The CHF is the strongest currency of the day - rising against all the major currencies at midday. USD selling. Flight into the safety of the CHF. A technical move perhaps. The USDCHF is down -0.87%. That is the largest change of the day of all the major pairs.
What are the technicals supporting the fall in the pair (higher CHF)?
Looking at the daily chart, the price highs from last week, stalled against the April high. The price moved below the 100 day MA and broken trend line. Yesterday, the price stalled at the 200 day MA. Hold that level and the bias remains more bullish. It did not. Today, the price moved below and traded lower.
Where are we now?
The price moved to a low of 0.9864. Trend line support off the prior lows comes in at 0.9863. Traders are leaning. The range for the day is 100 pips. The 22 day average is 66 pips (around a month of trading). The range is extended. Buyers may be willing to take some profit into the NY afternoon session. Risk can be defined and limited against the target level. A move below and the buyers may think twice about the buy (they will likely use the May 4 low at 0.9855 as the stop though).
Drilling down to the 5 minute chart, the market has been trending since May 12th. The price has not traded above the 200 bar MA on that chart, since that day (green smooth line). You can also see the price action around the other MAs like the 100 hour MA, 200 hour MA, 100 day MA and the 200 day MA (all overlayed on the chart). The market has been paying attention to those MA lines and used them to define the bearish bias.
Today, the price started near the 200 day MA and the 100 bar MA on the 5-minute, When the price started trading more below the lines in the Asian session, more selling showed up. The selling intensified in the European session.
What now?
We know there is support at the 0.9855-64 area from the daily chart. If that holds, room for a correction off the oversold conditions and key support. What would give dip buyers satisfaction?
Getting above the trend line that connects highs today AND then the 100 bar MA on the 5-minute chart at 0.9894 (and moving higher). That would be the steps in the bullish direction that would give buyers some breathing room. From there traders will look more toward the 200 bar MA on the 5-minute chart (at 0.99214 and moving lower).

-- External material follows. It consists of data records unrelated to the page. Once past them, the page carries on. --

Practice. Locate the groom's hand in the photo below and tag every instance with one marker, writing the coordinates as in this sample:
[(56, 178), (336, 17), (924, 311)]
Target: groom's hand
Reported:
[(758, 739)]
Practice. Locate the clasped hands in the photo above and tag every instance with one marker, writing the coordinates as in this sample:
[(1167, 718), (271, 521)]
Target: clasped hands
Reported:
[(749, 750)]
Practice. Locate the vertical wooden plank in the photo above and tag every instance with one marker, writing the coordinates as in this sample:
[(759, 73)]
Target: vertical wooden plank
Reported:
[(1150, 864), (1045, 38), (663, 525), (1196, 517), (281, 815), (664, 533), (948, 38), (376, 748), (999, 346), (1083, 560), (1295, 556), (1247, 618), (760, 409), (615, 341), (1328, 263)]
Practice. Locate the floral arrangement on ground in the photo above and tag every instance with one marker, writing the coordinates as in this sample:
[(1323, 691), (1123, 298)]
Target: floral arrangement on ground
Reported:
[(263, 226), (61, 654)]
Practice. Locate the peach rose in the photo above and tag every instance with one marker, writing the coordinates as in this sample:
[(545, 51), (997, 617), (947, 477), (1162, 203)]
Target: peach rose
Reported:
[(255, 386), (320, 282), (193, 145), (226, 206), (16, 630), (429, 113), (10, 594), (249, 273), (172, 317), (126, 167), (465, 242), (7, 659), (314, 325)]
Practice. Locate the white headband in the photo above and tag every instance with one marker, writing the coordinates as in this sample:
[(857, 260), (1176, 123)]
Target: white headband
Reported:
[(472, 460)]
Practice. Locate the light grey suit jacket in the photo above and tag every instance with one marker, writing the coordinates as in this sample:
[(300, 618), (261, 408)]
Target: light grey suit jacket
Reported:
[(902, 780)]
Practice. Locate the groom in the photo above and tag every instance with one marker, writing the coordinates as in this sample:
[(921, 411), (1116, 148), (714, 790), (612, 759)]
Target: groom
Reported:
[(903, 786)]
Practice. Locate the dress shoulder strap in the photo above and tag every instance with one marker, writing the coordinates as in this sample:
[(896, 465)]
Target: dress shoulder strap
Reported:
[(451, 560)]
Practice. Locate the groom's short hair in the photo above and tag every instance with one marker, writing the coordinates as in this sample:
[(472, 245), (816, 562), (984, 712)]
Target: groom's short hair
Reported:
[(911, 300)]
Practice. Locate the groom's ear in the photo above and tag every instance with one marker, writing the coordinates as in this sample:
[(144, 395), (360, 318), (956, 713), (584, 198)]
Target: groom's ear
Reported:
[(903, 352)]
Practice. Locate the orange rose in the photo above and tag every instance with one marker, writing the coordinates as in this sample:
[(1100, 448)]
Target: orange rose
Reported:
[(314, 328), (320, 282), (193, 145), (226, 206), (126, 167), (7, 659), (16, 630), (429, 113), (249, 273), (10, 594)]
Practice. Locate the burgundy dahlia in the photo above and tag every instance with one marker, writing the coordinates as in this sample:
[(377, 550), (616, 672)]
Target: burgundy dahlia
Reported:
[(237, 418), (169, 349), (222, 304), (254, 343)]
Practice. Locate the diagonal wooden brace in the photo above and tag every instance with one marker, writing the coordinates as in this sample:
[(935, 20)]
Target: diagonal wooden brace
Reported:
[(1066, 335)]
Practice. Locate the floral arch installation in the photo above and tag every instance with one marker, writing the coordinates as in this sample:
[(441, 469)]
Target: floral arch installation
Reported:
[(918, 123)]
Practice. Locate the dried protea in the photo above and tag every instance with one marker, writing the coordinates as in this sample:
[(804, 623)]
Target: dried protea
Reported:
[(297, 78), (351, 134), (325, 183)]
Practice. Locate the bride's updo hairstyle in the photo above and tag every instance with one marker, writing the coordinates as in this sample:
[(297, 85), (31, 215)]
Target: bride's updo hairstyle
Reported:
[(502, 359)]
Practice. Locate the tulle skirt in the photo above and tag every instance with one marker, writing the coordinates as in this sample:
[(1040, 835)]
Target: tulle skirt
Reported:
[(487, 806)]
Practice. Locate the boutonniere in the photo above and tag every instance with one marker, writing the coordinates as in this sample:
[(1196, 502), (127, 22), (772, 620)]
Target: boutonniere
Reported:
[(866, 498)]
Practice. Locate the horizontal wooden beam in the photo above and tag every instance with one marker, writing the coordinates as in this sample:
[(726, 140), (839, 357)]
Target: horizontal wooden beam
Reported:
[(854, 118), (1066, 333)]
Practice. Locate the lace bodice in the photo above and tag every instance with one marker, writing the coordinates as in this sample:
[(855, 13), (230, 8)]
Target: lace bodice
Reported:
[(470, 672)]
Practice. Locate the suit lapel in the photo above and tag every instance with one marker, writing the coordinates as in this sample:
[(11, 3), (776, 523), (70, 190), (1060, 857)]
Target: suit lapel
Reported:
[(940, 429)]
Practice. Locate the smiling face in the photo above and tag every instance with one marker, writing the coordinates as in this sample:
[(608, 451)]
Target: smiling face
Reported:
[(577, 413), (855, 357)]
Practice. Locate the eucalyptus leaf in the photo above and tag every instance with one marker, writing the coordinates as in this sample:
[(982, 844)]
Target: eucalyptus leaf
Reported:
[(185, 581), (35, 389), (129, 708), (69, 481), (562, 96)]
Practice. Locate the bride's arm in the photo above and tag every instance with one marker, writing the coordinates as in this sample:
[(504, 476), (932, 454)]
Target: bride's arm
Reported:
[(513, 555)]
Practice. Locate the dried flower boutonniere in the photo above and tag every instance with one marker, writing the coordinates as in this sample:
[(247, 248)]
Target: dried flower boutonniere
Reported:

Summary, it is hard to not see the bearish in the USDCHF, BUT there is ceratainly a cause for pause at the 0.9855-64 area and I expect buyers to show up. How far that correction go will be dependent on the topside targets. The trend line on the 5-minute chart and the 100 bar MA on the same chart at 0.9894 (and moving lower) are the hurdles to get to and through. If they can be breached a further move toward the 200 bar MA could be in the cards. ON a break below the 0.9855, the March 2017 low at 0.9812 becomes the next target.